Cláusula 6: Cualquier incumplimiento de estas normas dará lugar a una rescisión inmediata del contrato y a una penalización económica que será determinada por el abogado de la familia.
Cerré el documento y sonreí. Qué ilusa.
Morgan podía escribir todas las cláusulas que quisiera, pero al final del día, un papel no iba a detenerme. Esto no era más que el comienzo del juego, y lo sabía muy bien.
Morgan Belmont.
Se pensaba que podía jugar así conmigo, que un maldito contrato lleno de reglas absurdas iba a ser suficiente para mantenerme a raya. Qué jodida ilusa.
Sonreí para mí mismo mientras dejaba el contrato sobre la mesa y tomaba las llaves de mi coche. Si Morgan quería poner condiciones, entonces iba a recordarle que yo no jugaba bajo las reglas de nadie.

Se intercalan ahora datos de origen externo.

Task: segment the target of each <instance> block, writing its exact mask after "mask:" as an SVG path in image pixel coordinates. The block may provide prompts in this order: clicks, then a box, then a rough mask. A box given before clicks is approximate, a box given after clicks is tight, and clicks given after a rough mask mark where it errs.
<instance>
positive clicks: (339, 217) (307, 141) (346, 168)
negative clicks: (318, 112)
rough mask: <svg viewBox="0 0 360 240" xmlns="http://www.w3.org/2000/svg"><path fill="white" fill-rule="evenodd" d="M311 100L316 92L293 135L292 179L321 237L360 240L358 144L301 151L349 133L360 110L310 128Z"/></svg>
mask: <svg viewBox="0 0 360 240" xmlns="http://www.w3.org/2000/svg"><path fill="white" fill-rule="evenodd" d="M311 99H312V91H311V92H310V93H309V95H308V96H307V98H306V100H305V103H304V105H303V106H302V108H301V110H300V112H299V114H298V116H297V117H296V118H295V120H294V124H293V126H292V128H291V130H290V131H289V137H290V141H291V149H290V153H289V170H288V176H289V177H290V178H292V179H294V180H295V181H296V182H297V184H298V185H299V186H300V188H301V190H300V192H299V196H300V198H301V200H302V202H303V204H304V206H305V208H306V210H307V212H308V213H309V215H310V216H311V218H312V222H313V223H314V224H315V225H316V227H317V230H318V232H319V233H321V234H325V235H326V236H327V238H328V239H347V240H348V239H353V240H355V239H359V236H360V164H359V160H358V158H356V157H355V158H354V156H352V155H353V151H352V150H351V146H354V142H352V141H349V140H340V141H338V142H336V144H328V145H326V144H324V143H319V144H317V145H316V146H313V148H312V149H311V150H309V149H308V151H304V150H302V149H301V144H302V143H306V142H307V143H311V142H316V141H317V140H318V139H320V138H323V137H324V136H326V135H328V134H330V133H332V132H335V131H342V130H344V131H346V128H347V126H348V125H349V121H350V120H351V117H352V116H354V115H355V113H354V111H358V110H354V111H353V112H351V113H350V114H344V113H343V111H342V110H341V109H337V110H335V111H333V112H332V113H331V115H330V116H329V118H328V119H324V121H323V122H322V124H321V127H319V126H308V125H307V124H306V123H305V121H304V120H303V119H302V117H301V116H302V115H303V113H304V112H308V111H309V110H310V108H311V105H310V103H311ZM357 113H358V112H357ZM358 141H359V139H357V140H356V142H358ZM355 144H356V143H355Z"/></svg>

Sin perder tiempo, me dirigí al Hospital Saint Raphael, donde sabía que estaría. Era su segundo hogar, el lugar donde se escondía detrás de su bata blanca y su jodida perfección, creyendo que su mundo de bisturíes y pacientes la mantenía a salvo de mierdas como yo.
Pero hoy no iba a tener esa suerte.
Treinta minutos después, estacioné frente al Hospital Saint Raphael. Bajé del coche con calma, ajustándome el reloj mientras sentía las miradas curiosas de algunos médicos y enfermeras que pasaban por la entrada. No me importaban.
Mi reflejo en la ventana del coche me mostró exactamente como quería verme: mi cabello, perfectamente peinado y despeinado al mismo tiempo, con ese equilibrio entre descuido y control absoluto. Como si no me importara una m****a, pero al mismo tiempo, lo tuviera todo bajo mi dominio.
Ajusté el cuello de mi chaqueta y caminé hacia la entrada con paso firme. Morgan Belmont pensaba que podía dictar las reglas de este juego, pero estaba a punto de recordar quién carajo era yo.